The polarizing foreign policy figure, who served as secretary of state and national security advisor under presidents Richard Nixon and Gerald Ford, died on Wednesday at his home in Connecticut, according to a statement from his consulting firm, Kissinger Associates.
Having escaped Nazi Germany with his family in 1938, Kissinger later became a prominent political scientist and geopolitical consultant, and worked his way through the corridors of power in Washington.
The German-born Jewish refugee was notorious for his “realpolitik” approach to foreign policy, considering the legitimacy of international order as being premised on the agreement of the great powers, and ignoring morality as irrelevant.
Not surprisingly, Kissinger’s legacy is marred by controversial decisions and actions.
He is responsible for the ruthless campaign of carpet bombing in Cambodia from 1969 to 1973, which resulted in the deaths of between 150,000 and half a million Cambodians.
The purpose of the covert tactical bombing campaign in Cambodia was Washington’s desire, following Kissinger's advice to Nixon to “Hit them!”, to defeat both the South Vietnamese National Liberation Front and North Vietnam.
Notorious for his involvement in secret operations, Kissinger was the architect of a plan to potentially use nuclear weapons against North Vietnam in 1969 as part of an operation called Duck Hook.
Critics, including British author Christopher Hitchens, have accused him of war crimes and crimes against humanity.
In his book “The Trial of Henry Kissinger”, Hitchens argues convincingly that Kissinger deserved prosecution “for war crimes, for crimes against humanity, and for offenses against common or customary or international law, including conspiracy to commit murder, kidnap, and torture.”
In their 1976 book - “The Final Days” - Washington Post reporters Bob Woodward and Carl Bernstein revealed that when the idea of bombing North Vietnam was raised again, Kissinger “expressed enthusiasm at the size of the bomb craters.”
Kissinger had also personally supervised the schedules of the bombing runs and the allocation of planes from one area to the other.
“It's wave after wave of planes. You see, they can't see the B-52 and they dropped a million pounds of bombs,” Kissinger told Nixon after the April 1972 bombing of North Vietnam’s port city of Haiphong, as he tried to reassure the president that the strategy was working.
“I bet you we will have had more planes over there in one day than [former president Lyndon] Johnson had in a month... Each plane can carry about 10 times the load [a] World War II plane could carry,” Kissinger further said.
In 1973, a Pentagon report stated that “Henry A. Kissinger approved each of the 3,875 Cambodia bombing raids in 1969 and 1970” -- the most secretive phase of the bombing -- “as well as the methods for keeping them out of the newspapers.”

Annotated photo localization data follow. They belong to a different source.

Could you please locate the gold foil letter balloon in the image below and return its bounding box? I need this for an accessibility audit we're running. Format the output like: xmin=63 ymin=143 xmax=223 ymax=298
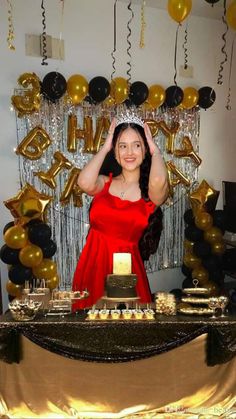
xmin=16 ymin=126 xmax=51 ymax=160
xmin=11 ymin=72 xmax=41 ymax=117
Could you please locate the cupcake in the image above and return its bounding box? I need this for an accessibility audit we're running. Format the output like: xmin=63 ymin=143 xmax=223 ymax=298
xmin=99 ymin=309 xmax=110 ymax=320
xmin=134 ymin=309 xmax=144 ymax=320
xmin=87 ymin=309 xmax=99 ymax=320
xmin=110 ymin=309 xmax=121 ymax=320
xmin=144 ymin=309 xmax=155 ymax=320
xmin=122 ymin=309 xmax=133 ymax=320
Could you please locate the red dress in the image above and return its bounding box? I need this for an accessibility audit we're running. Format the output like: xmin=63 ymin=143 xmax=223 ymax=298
xmin=72 ymin=175 xmax=155 ymax=310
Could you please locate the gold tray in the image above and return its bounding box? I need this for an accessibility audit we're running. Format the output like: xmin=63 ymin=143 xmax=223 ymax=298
xmin=181 ymin=297 xmax=210 ymax=304
xmin=182 ymin=288 xmax=210 ymax=295
xmin=178 ymin=307 xmax=213 ymax=315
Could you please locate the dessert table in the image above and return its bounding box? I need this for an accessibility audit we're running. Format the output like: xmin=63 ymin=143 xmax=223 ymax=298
xmin=0 ymin=312 xmax=236 ymax=418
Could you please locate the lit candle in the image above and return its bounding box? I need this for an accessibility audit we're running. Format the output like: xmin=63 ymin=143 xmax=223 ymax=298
xmin=113 ymin=253 xmax=132 ymax=274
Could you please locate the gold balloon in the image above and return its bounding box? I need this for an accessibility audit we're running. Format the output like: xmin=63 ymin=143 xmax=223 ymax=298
xmin=166 ymin=161 xmax=190 ymax=196
xmin=67 ymin=115 xmax=93 ymax=153
xmin=60 ymin=167 xmax=83 ymax=207
xmin=183 ymin=253 xmax=201 ymax=269
xmin=204 ymin=281 xmax=219 ymax=296
xmin=6 ymin=280 xmax=23 ymax=297
xmin=147 ymin=85 xmax=166 ymax=108
xmin=67 ymin=74 xmax=88 ymax=105
xmin=11 ymin=72 xmax=41 ymax=117
xmin=183 ymin=239 xmax=194 ymax=253
xmin=16 ymin=126 xmax=51 ymax=160
xmin=168 ymin=0 xmax=192 ymax=23
xmin=181 ymin=87 xmax=199 ymax=110
xmin=4 ymin=183 xmax=53 ymax=225
xmin=204 ymin=226 xmax=223 ymax=244
xmin=19 ymin=244 xmax=43 ymax=267
xmin=226 ymin=0 xmax=236 ymax=30
xmin=103 ymin=95 xmax=115 ymax=107
xmin=192 ymin=267 xmax=209 ymax=284
xmin=33 ymin=258 xmax=57 ymax=279
xmin=211 ymin=241 xmax=226 ymax=255
xmin=110 ymin=77 xmax=128 ymax=104
xmin=21 ymin=198 xmax=43 ymax=218
xmin=195 ymin=211 xmax=213 ymax=231
xmin=189 ymin=180 xmax=219 ymax=215
xmin=46 ymin=274 xmax=60 ymax=290
xmin=174 ymin=136 xmax=202 ymax=167
xmin=4 ymin=225 xmax=28 ymax=249
xmin=34 ymin=151 xmax=72 ymax=189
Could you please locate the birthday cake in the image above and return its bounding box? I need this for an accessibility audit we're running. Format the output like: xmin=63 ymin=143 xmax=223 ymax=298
xmin=106 ymin=274 xmax=137 ymax=298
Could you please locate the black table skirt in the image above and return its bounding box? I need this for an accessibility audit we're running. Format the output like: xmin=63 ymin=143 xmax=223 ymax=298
xmin=0 ymin=311 xmax=236 ymax=366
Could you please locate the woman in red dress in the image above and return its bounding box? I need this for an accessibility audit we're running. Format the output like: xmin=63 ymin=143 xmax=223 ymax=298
xmin=72 ymin=113 xmax=169 ymax=309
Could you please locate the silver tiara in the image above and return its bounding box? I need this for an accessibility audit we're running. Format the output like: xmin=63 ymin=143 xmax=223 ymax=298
xmin=116 ymin=111 xmax=144 ymax=128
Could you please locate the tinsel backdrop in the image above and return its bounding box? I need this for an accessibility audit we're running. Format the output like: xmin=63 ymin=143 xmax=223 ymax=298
xmin=15 ymin=98 xmax=200 ymax=288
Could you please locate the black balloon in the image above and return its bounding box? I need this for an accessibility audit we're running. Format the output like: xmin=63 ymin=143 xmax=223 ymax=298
xmin=170 ymin=288 xmax=183 ymax=301
xmin=212 ymin=210 xmax=226 ymax=233
xmin=8 ymin=264 xmax=33 ymax=285
xmin=202 ymin=255 xmax=222 ymax=272
xmin=193 ymin=241 xmax=212 ymax=258
xmin=182 ymin=277 xmax=193 ymax=289
xmin=0 ymin=245 xmax=20 ymax=265
xmin=185 ymin=225 xmax=204 ymax=242
xmin=26 ymin=219 xmax=43 ymax=227
xmin=129 ymin=81 xmax=149 ymax=106
xmin=208 ymin=269 xmax=225 ymax=284
xmin=204 ymin=0 xmax=220 ymax=4
xmin=41 ymin=72 xmax=67 ymax=102
xmin=41 ymin=239 xmax=57 ymax=258
xmin=198 ymin=86 xmax=216 ymax=110
xmin=183 ymin=209 xmax=195 ymax=226
xmin=222 ymin=249 xmax=236 ymax=271
xmin=89 ymin=76 xmax=110 ymax=103
xmin=3 ymin=221 xmax=15 ymax=235
xmin=165 ymin=85 xmax=183 ymax=108
xmin=181 ymin=264 xmax=192 ymax=276
xmin=28 ymin=223 xmax=52 ymax=246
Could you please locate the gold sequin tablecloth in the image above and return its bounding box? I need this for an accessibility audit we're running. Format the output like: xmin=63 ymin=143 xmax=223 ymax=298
xmin=0 ymin=312 xmax=235 ymax=418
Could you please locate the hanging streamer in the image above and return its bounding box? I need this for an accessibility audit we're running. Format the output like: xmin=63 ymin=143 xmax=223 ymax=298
xmin=41 ymin=0 xmax=48 ymax=66
xmin=217 ymin=0 xmax=228 ymax=85
xmin=174 ymin=23 xmax=181 ymax=85
xmin=7 ymin=0 xmax=15 ymax=50
xmin=139 ymin=0 xmax=146 ymax=49
xmin=225 ymin=35 xmax=235 ymax=111
xmin=182 ymin=21 xmax=188 ymax=69
xmin=126 ymin=1 xmax=134 ymax=83
xmin=111 ymin=0 xmax=118 ymax=80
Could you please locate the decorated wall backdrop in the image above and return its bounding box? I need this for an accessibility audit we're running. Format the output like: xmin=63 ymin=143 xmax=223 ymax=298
xmin=0 ymin=0 xmax=236 ymax=310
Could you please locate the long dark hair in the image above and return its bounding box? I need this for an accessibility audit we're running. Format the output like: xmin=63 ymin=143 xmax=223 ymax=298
xmin=100 ymin=122 xmax=163 ymax=261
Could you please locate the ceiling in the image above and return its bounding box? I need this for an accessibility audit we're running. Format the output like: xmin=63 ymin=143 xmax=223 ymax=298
xmin=120 ymin=0 xmax=225 ymax=20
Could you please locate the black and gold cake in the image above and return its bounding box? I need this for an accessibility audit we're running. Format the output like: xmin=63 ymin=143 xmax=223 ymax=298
xmin=106 ymin=274 xmax=137 ymax=298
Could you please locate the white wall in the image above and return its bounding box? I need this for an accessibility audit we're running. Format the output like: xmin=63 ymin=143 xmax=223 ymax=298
xmin=0 ymin=0 xmax=235 ymax=311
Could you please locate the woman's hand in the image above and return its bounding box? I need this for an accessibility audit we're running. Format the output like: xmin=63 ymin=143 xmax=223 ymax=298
xmin=103 ymin=118 xmax=116 ymax=152
xmin=144 ymin=122 xmax=160 ymax=156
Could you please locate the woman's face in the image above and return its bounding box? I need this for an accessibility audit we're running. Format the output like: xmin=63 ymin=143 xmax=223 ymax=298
xmin=114 ymin=127 xmax=145 ymax=171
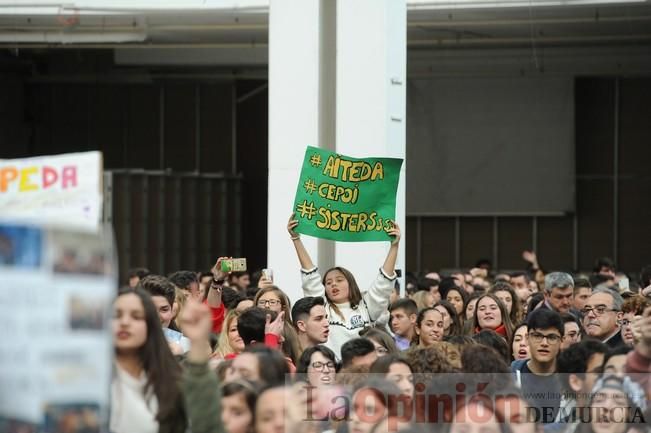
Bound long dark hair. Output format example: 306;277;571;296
360;327;399;355
445;286;469;320
471;293;515;342
490;282;523;325
115;287;183;422
222;379;258;433
434;300;463;337
322;267;363;319
414;307;444;345
509;322;528;362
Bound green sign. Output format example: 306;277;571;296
292;146;403;242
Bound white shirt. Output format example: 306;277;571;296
110;363;159;433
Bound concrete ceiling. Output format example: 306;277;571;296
0;1;649;48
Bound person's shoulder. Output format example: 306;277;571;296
605;330;624;348
510;359;528;372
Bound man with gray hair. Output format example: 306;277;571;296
527;272;575;319
546;272;575;312
581;287;625;348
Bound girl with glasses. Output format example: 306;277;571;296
296;345;338;388
253;286;302;364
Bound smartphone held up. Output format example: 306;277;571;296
221;258;247;272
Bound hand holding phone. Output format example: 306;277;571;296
221;258;247;272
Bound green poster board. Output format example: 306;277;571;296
292;146;403;242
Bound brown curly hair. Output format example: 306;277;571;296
622;294;650;315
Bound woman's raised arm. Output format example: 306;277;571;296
288;213;316;270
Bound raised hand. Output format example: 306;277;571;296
257;275;274;290
522;250;538;264
211;257;231;281
288;213;300;239
522;250;539;269
386;221;401;246
179;299;213;363
265;311;285;337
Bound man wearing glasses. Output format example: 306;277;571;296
511;308;564;424
581;288;625;348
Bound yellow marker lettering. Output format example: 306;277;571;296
332;157;341;179
339;160;352;181
360;164;372;181
335;186;345;202
326;184;337;201
341;188;353;204
340;212;351;231
371;162;384;181
349;162;362;182
331;211;341;231
352;185;359;204
323;156;336;177
316;207;329;229
318;183;329;199
349;215;358;232
19;167;38;192
357;213;368;232
367;212;377;230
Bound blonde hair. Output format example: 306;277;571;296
172;287;187;331
412;290;433;312
213;310;242;358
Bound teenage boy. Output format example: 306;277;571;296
389;299;418;351
340;338;378;368
560;313;583;350
547;339;609;433
512;308;564;423
138;274;190;353
169;270;201;301
291;296;330;351
235;307;295;372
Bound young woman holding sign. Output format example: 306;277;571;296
287;213;401;359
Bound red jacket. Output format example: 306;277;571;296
205;301;225;334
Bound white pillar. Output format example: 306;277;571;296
267;0;323;303
268;0;406;302
334;0;407;290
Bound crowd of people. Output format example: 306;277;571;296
111;214;651;433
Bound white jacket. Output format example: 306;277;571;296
301;266;396;358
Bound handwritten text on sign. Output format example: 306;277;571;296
292;146;403;242
0;166;78;193
0;152;102;231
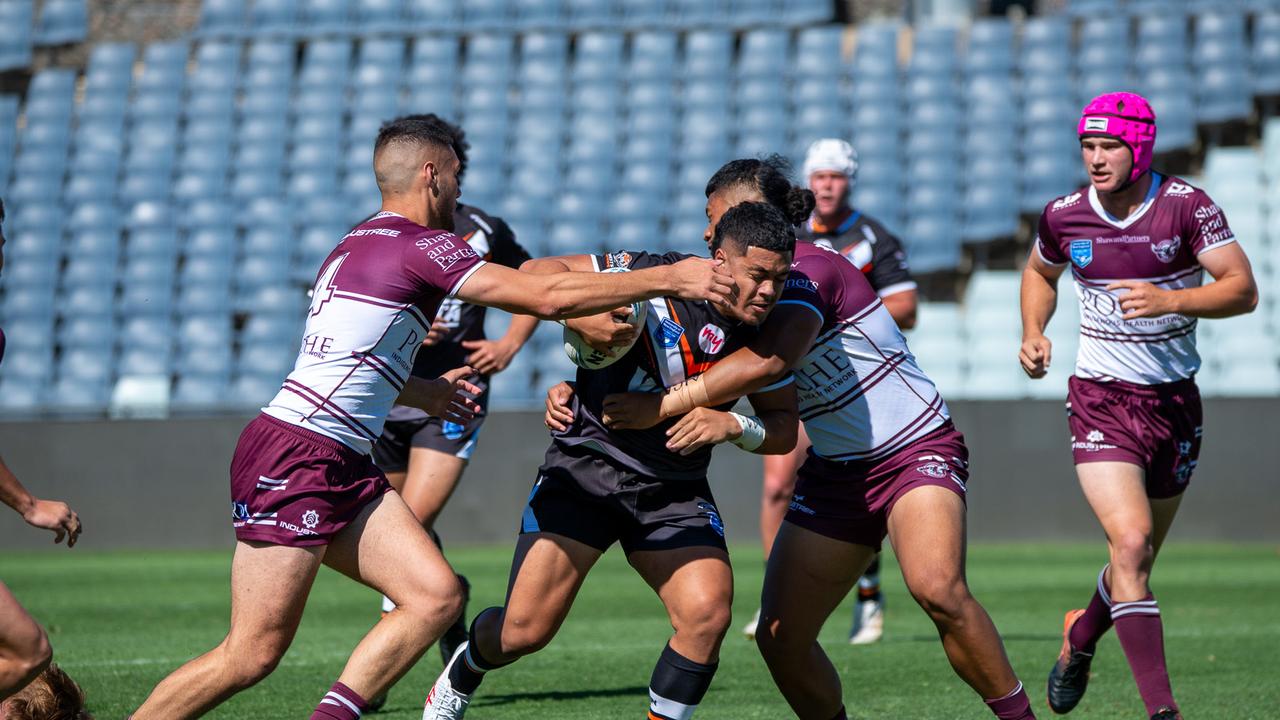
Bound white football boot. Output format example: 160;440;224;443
848;597;884;645
422;642;472;719
741;607;762;641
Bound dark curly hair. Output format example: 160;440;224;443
710;201;797;256
3;663;92;720
704;155;816;226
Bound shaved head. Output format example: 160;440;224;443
373;117;458;196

As for the Middle East, Kissinger, who was still seen as influential on the world stage until the last days of his life, helped turn Israel into a major US ally during the Nixon and Ford years, arming the occupying entity to the teeth during the 1973 war in order “to prevent an Arab victory”, and ensuring the perpetuation of Israeli colonization of Palestinian lands for decades to come.
He also crusaded against Palestinians for at least two decades, particularly by demonizing the Palestine Liberation Organization (PLO) and hampering the settlement of the Palestinian issue.
Kissinger’s horrifying record, among other horrible moves, included his support for former Pakistani President Yahya Khan’s genocidal campaign against East Pakistan (Bangladesh) in 1971 and his endorsement of the Indonesian dictator Suharto’s genocidal war on the people of East Timor in 1975, in which a third of the population was killed.
Kissinger once famously said, “To be an enemy of the US is dangerous, but to be a friend is fatal,” referring to the US government's unfair and unsincere behavior even with its friends.